Le dernier grief du réalisateur visait à soutenir d’une part que le contrat instituait une clause de non concurrence et portait atteinte à la liberté de travailler – et de créer- en raison de l’interdiction faite au cinéaste de proposer à toute société tierce un projet de film cinématographique et de conclure tout accord de partenariat similaire ou identique avec des sociétés tierces. Le réalisateur ajoutait d’autre part que cette double interdiction portait une atteinte excessive à sa liberté de travailler et de créer augmentée par l’inconsistance de la contrepartie financière, de plus remboursable- mais en partie-, si le cinéaste envisageait de réaliser un projet avec un tiers. Il invoquait ces interdictions comme étant contraires aux dispositions de l’article L.132-4 du CPI et à celles de l’article L.1121-1 du Code du travail. Le Tribunal relève que ces dernières dispositions ne sont pas applicables en l’absence de lien de subordination salariée entre le producteur et le réalisateur. Il note, en outre, que l’interprétation faite par le cinéaste est erronée : le réalisateur se trouve, après proposition faite au producteur et refus de ce dernier, dans la possibilité de soumettre à tout tiers son projet, et donc ainsi exercer son art.

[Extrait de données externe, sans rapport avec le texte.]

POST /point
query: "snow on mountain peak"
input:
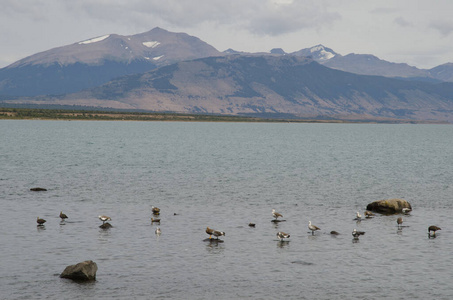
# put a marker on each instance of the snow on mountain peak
(151, 44)
(94, 40)
(322, 52)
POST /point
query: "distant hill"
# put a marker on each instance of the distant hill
(96, 61)
(257, 85)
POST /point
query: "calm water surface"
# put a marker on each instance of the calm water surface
(224, 175)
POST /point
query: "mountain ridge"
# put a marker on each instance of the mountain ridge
(253, 85)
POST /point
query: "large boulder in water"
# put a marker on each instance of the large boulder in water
(389, 206)
(38, 189)
(84, 271)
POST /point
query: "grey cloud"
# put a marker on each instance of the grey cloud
(402, 22)
(384, 10)
(256, 16)
(444, 28)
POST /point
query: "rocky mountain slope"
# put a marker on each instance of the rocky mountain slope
(269, 85)
(95, 61)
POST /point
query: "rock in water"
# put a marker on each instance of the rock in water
(389, 206)
(84, 271)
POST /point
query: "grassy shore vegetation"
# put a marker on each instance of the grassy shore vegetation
(12, 113)
(63, 114)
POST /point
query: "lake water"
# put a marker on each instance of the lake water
(224, 175)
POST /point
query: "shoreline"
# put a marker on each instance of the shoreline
(91, 115)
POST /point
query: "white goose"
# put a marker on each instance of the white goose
(313, 228)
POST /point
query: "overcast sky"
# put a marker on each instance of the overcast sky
(417, 32)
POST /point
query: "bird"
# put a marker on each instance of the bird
(356, 233)
(281, 235)
(313, 228)
(433, 228)
(40, 221)
(406, 210)
(217, 233)
(209, 231)
(104, 218)
(155, 210)
(399, 221)
(368, 214)
(212, 232)
(276, 214)
(63, 216)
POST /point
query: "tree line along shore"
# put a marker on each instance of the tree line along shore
(12, 113)
(64, 114)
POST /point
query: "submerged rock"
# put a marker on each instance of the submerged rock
(84, 271)
(389, 206)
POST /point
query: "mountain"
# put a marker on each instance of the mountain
(266, 85)
(364, 64)
(319, 53)
(443, 72)
(98, 60)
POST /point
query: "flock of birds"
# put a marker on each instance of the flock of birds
(280, 235)
(355, 233)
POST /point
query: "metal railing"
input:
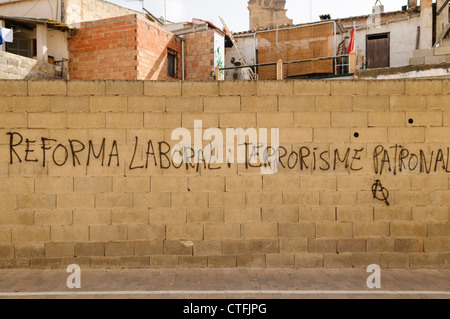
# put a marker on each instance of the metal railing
(343, 65)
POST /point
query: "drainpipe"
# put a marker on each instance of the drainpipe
(182, 59)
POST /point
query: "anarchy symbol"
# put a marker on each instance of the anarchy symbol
(379, 192)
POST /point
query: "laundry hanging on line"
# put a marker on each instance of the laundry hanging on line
(6, 35)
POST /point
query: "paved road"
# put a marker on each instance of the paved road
(225, 284)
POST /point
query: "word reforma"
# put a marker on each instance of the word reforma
(160, 154)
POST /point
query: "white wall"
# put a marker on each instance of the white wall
(50, 9)
(403, 35)
(246, 46)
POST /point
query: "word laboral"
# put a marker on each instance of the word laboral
(252, 145)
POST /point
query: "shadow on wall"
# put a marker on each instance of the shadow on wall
(16, 67)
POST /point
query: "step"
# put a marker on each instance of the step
(417, 61)
(438, 59)
(423, 53)
(442, 50)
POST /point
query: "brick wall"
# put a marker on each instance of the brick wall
(85, 177)
(200, 55)
(122, 48)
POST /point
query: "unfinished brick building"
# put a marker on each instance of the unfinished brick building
(124, 48)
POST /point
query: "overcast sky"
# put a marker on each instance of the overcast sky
(235, 12)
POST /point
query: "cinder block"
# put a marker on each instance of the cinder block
(259, 103)
(222, 231)
(222, 261)
(413, 197)
(349, 87)
(54, 87)
(59, 250)
(47, 120)
(438, 229)
(275, 87)
(438, 102)
(119, 249)
(89, 249)
(408, 102)
(184, 104)
(105, 262)
(45, 263)
(145, 232)
(370, 229)
(259, 230)
(108, 103)
(146, 104)
(432, 213)
(251, 261)
(329, 135)
(380, 244)
(388, 119)
(69, 103)
(304, 198)
(16, 218)
(192, 262)
(280, 260)
(333, 230)
(384, 87)
(71, 233)
(408, 229)
(105, 233)
(6, 251)
(163, 262)
(31, 103)
(302, 87)
(309, 260)
(349, 119)
(9, 87)
(135, 262)
(312, 119)
(32, 250)
(53, 217)
(296, 103)
(334, 103)
(148, 248)
(78, 87)
(408, 245)
(317, 214)
(338, 260)
(222, 104)
(113, 200)
(120, 87)
(74, 201)
(14, 120)
(241, 88)
(162, 88)
(424, 260)
(351, 245)
(37, 201)
(363, 260)
(237, 120)
(23, 234)
(200, 88)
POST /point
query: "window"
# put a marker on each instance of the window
(19, 46)
(172, 63)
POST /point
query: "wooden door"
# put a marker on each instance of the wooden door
(377, 51)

L’ensemble des moyens soulevés par le réalisateur étant rejeté, le Tribunal examine les arguments du producteur relatifs aux manquements du réalisateur dans l’exécution du contrat.

Le Tribunal relève que des idées de film ont été évoquées mais que le réalisateur ne justifie pas de la remise, par lui-même, au producteur d’un synopsis, conforme aux usages de la profession et aux stipulations contractuelles. Dès lors, le réalisateur ne pouvait se trouver libéré des liens du contrat et ne pouvait, dès lors, proposer à un tiers, sans l’évoquer préalablement avec le producteur, de nouveaux projets de films. La résolution du contrat est prononcée au vu de ces manquements graves, entraînant la restitution, par le cinéaste, des sommes perçues à titre d’avance sur ses droits d’auteur.

A titre de demande reconventionnelle, le réalisateur sollicitait la condamnation en réparation du préjudice matériel, artistique et professionnel subi du fait d’un comportement déloyal et dolosif ainsi qu’au titre d’un préjudice d’image et d’un préjudice moral. Le cinéaste soutenait que des pressions, harcèlement de toutes natures l’avaient empêché de travailler pendant trois ans. Mais, dès lors qu’il avait nourri, sur la même période, plusieurs projets avec des sociétés tierces, sans que l’absence d’aboutissement de ceux-ci ne puissent être liés aux agissements de son producteur, le Tribunal rejette les demandes d’indemnisation dans leur principe, soulignant en outre, que le cinéaste avait de lui-même fait le choix de rendre public le différend l’opposant à son producteur en adressant un courrier au Ministre de la Culture, en charge, à l’époque des faits.

Les demandes du réalisateur à l’encontre de l’agent sont, également, rejetées, à défaut de preuve des manquements aux obligations d’information et de conseils et à la soi-disant adoption d’une neutralité « ambigüe » de l’agent d’être prouvés, la résiliation unilatérale du contrat à durée indéterminée entre le cinéaste et son agent pouvant intervenir à tout moment et être motivée par la « simple » perte de confiance mutuelle, sans revêtir de caractère fautif ou brutal.